– Да ладно. К чему теперь слова?
– Правда твоя. Нужны не слова, а дела. Твердые и решительные. Наполеоновские поступки. Ты, как я понимаю, должен будешь скоро возвращаться, чтобы переодеться к обеду?
– Да, наверно.
– И через какое время после обеда ты окажешься у себя в комнате?
– Как только выберусь.
– Тогда жди меня там, и я полагаю, что представлю тебе в готовом виде полный план действий. А сейчас мне надо вернуться к Куини. Ей скоро заступать на дежурство, она, наверно, захочет привести себя в порядок и запудрить следы слез. Вот бедняжечка! Если бы ты знал, как сжимается мое сердце от сострадания этой девушке, Берти, ты бы содрогнулся.
Ну, и конечно, раз необходимость требовала нашей скорейшей встречи, именно в этот вечер оказалось невозможно под шумок удалиться пораньше. Это был не обыкновенный обед, а прямо целый пир, и гости съехались со всей округи. К корыту был созван добрый десяток наиболее важных тузов Гемпшира, они присосались, как пиявки, и сидели, когда любой порядочный вышибала давно бы уже их всех выставил. Понятно, если потрудиться проехать двадцать миль ради обеда, не захочешь перехватить на бегу котлетку и сразу мчаться обратно. Просидишь музыкальный вечер и дождешься, пока предложат выпивку в половине одиннадцатого.
Словом, так ли, нет, а последний автомобиль отъехал где-то около полуночи. И когда я, освободившись, наконец дорвался до своей комнаты, никаких признаков Китекэта там не оказалось.
Зато на подушке лежала от него записка, и я дрожащими пальцами развернул ее.

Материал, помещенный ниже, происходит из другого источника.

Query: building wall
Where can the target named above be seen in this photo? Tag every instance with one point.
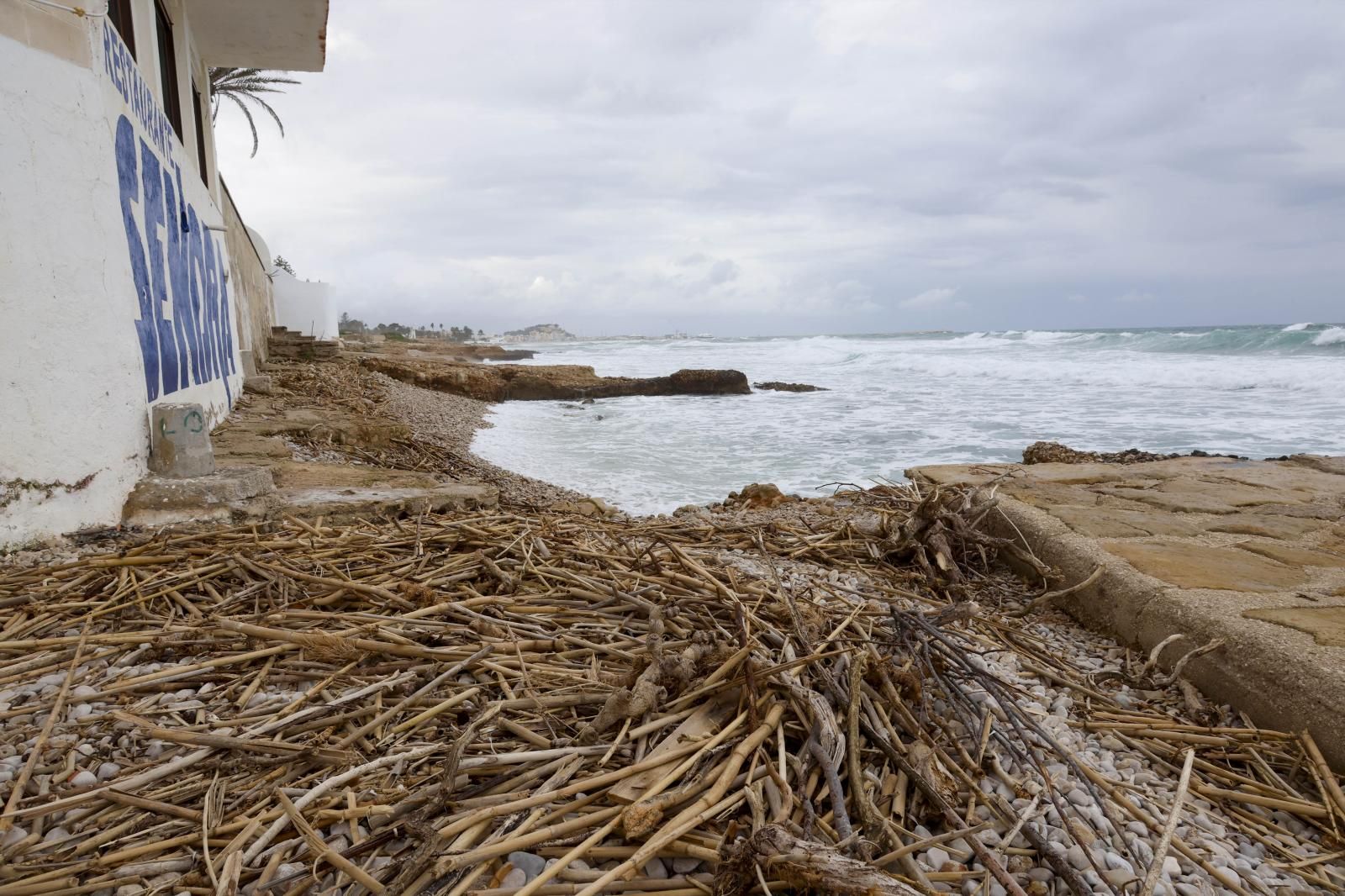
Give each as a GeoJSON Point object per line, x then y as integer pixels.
{"type": "Point", "coordinates": [112, 280]}
{"type": "Point", "coordinates": [306, 306]}
{"type": "Point", "coordinates": [255, 303]}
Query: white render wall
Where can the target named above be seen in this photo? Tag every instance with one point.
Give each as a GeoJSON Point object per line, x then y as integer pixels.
{"type": "Point", "coordinates": [87, 345]}
{"type": "Point", "coordinates": [306, 306]}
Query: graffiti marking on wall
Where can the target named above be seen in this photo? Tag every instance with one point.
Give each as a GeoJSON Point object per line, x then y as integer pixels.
{"type": "Point", "coordinates": [172, 260]}
{"type": "Point", "coordinates": [185, 327]}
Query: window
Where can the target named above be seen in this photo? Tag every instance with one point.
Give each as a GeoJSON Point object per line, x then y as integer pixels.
{"type": "Point", "coordinates": [119, 13]}
{"type": "Point", "coordinates": [168, 71]}
{"type": "Point", "coordinates": [201, 132]}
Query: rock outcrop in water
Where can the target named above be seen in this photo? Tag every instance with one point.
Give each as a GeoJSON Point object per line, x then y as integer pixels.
{"type": "Point", "coordinates": [526, 382]}
{"type": "Point", "coordinates": [1052, 452]}
{"type": "Point", "coordinates": [789, 387]}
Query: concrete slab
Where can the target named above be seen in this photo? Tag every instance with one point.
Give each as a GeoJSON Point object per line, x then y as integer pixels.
{"type": "Point", "coordinates": [1251, 552]}
{"type": "Point", "coordinates": [351, 505]}
{"type": "Point", "coordinates": [165, 499]}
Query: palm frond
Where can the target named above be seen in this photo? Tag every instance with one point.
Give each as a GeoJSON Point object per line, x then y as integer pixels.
{"type": "Point", "coordinates": [251, 123]}
{"type": "Point", "coordinates": [241, 85]}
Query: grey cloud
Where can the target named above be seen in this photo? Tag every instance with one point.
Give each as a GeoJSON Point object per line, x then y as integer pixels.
{"type": "Point", "coordinates": [811, 166]}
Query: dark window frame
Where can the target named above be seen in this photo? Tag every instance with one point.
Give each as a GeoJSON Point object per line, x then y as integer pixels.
{"type": "Point", "coordinates": [197, 100]}
{"type": "Point", "coordinates": [121, 19]}
{"type": "Point", "coordinates": [168, 67]}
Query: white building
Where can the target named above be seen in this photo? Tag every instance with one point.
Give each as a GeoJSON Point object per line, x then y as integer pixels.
{"type": "Point", "coordinates": [306, 306]}
{"type": "Point", "coordinates": [127, 276]}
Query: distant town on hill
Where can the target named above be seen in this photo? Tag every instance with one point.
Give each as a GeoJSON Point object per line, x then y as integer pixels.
{"type": "Point", "coordinates": [538, 333]}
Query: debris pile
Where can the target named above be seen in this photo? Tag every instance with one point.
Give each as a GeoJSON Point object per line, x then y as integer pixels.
{"type": "Point", "coordinates": [520, 704]}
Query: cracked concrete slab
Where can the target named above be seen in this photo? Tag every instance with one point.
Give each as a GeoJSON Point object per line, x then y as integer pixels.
{"type": "Point", "coordinates": [1248, 552]}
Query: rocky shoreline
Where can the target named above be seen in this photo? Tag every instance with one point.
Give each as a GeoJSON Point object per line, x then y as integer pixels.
{"type": "Point", "coordinates": [551, 382]}
{"type": "Point", "coordinates": [1079, 741]}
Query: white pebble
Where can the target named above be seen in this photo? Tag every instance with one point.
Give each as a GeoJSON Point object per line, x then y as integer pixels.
{"type": "Point", "coordinates": [84, 779]}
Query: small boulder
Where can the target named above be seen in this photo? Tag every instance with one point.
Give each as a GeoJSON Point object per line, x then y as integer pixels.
{"type": "Point", "coordinates": [789, 387]}
{"type": "Point", "coordinates": [760, 495]}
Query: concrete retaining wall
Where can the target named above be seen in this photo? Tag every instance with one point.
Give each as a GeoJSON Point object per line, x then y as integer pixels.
{"type": "Point", "coordinates": [255, 300]}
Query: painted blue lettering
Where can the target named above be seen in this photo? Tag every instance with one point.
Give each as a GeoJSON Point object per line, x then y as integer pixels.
{"type": "Point", "coordinates": [210, 333]}
{"type": "Point", "coordinates": [129, 187]}
{"type": "Point", "coordinates": [151, 179]}
{"type": "Point", "coordinates": [177, 250]}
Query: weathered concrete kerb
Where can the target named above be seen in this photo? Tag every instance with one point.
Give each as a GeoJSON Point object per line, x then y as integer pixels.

Она была помечена одиннадцатью часами и выдержана в укоризненном тоне. Китекэт упрекал меня за то, что я, как он выразился, обжираюсь и упиваюсь с важными господами, когда должен был бы сидеть за столом совещания и заниматься честным трудом. Неужели я думаю, что он всю ночь так и просидит на заду у меня в комнате? – вопрошал Китекэт и выражал пожелание, чтобы мне завтра мучиться с перепою и маяться животом от обжорства. Больше он ждать не может, а намерен взять мой автомобиль и ехать в Лондон, чтобы завтра чуть свет оказаться в Уимблдон-Коммон для встречи и беседы с Мадлен Бассет. В ходе этой беседы, уже бодрее продолжал Китекэт, он все устроит, можешь положиться на мамочку Китекэта, потому что у него появилась идея, не идея, а роскошь, а я могу не напрягать мозжечок и спать спокойно. Сам Дживс, заключал Китекэт, даже натолкай он в себя рыбы под завязку, вряд ли придумал бы, по его мнению, что-нибудь лучше.
Что же, это, бесспорно, успокаивало – если, конечно, Китекэт и вправду такой умный, как ему кажется. Кто его знает, этого Китекэта. Я один раз прочел его школьную характеристику, когда забрался ночью в кабинет преподобного Обри Апджона в поисках печенья, так преподобный Обри Апджон написал про него: «Блестящие способности, но плохо соображает», а если существовал козломордый школьный директор, который знал свое дело, исправно звонил в колокольчик и заслуженно получал за это сигару – или кокосовый орех, – то таким директором был наш директор.
Как бы то ни было, сообщение Китекэта, не стану отрицать, сняло у меня тяжесть с души. Установлено, что сердце, согбенное заботой, и за малейшую хватается надежду, и мое не составляло исключения. В самом благодушном настроении я снял форму одежды вечернюю и облачился в пижаму. Мне даже сдается, хотя ручаться не могу, что я пропел пару тактов из последней популярной шансонетки.
Надев халат, я приготовился выкурить на сон грядущий заключительную сигарету, как вдруг двери распахнулись и явился Гасси.
Он был раздражен. Гемпширские тузы ему не понравились, и он выражал досаду из-за того, что пришлось на общение с ними потратить целый вечер, который он мог бы провести у Коры Коротышки.
– Нельзя же было удирать со званого обеда, – заметил я.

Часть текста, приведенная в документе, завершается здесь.